The final frontier is finally a tangible reach for Airdrie teenagers
Last week approximately 1,000 students in Airdrie got the chance to “meet” Chris Hadfield, Canada’s superstar astronaut. (See story page 1.)
During a video conference March 11, the astronaut spoke with Bert Church High School students about an experiment Hadfield is leading, analyzing radiation levels on the International Space Station (ISS).
Grade 9 students from the high school are part of 300 classrooms across the country participating in a high school project developed to engage Canadians in an experiment similar to Hadfield’s.
The Airdrie teens got the unique experience to have the event hosted from their school; students from the other 299 classrooms across Canada watched the interaction via a live stream. The project gives a chance to encourage more children to become engaged, and motivated in space exploration.
In an interview on ShawTV, Robert Thirsk, an astronaut formally of Calgary who was at the event, said “we need to get the next generation excited about exploration.”
And what other way to do it than with the social media expert Hadfield who now has just less than 500,000 followers after live-tweeting photos of his view from space last December.
Hadfield, a former Royal Canadian Air Force fighter pilot, and first Canadian to walk in space is now the first Canadian to command the ISS for the second half of his six-month stay in space.
Not just brains with an impressive resume, Hadfield comes across as a down-to-earth astronaut reaching out to students and the general public.

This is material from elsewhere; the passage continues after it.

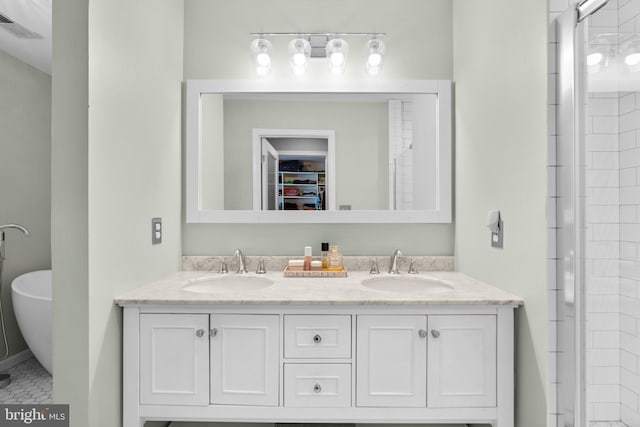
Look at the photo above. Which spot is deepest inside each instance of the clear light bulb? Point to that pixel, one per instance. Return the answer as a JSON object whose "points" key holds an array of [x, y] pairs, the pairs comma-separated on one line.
{"points": [[594, 58], [632, 59]]}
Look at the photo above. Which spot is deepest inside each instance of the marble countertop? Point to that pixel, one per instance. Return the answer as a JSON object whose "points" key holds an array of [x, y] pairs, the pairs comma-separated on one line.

During his discussion with Bert Church High School students from the ISS, he encouraged students to become involved with science.
“When we do go to Mars, hopefully you will be one of the people standing on Mars,” he said to one student who asked a question.
In January, he delighted space nerds and Trekkers when William Shatner, who played the fictional captain onboard he the USS enterprise in the television series, Star Trek struck up a conversation with Hadfield on Twitter when he asked “are you tweeting from space?”
Hadfield responded, “yes standard obit, Captain. And we’re detecting signs of life from the surface.”
The conversation grew to include tweets from Leonard Nimoy, Wil Wheaton and even Buzz Aldrin.
The popularity of space exploration had its heyday when Tang was dubbed “the official drink of the astronauts” and the race to be the first country on the moon was eminent.
Neil Armstrong and Buzz Aldrin are names that will forever be remembered.
In fact, Information from the Canadian space agency said it was watching the race to the moon and seeing Neil Armstrong and Buzz Aldrin walk on the surface that encouraged Hadfield to pursue the astronaut’s life.
But now, with more and more flights going into space, the interest in astronauts declined. For example, in the 2011 US budget, the moon return project was grounded.
But the buzz isn’t dead. That was certainly evident March 11 inside the high school.
It’s people like Hadfield who are doing amazing things and sharing it with the public.
It’s the relatable, friendly personality that shows the public another side to them beyond the out-of-reach icon, that will impress upon young people their potential.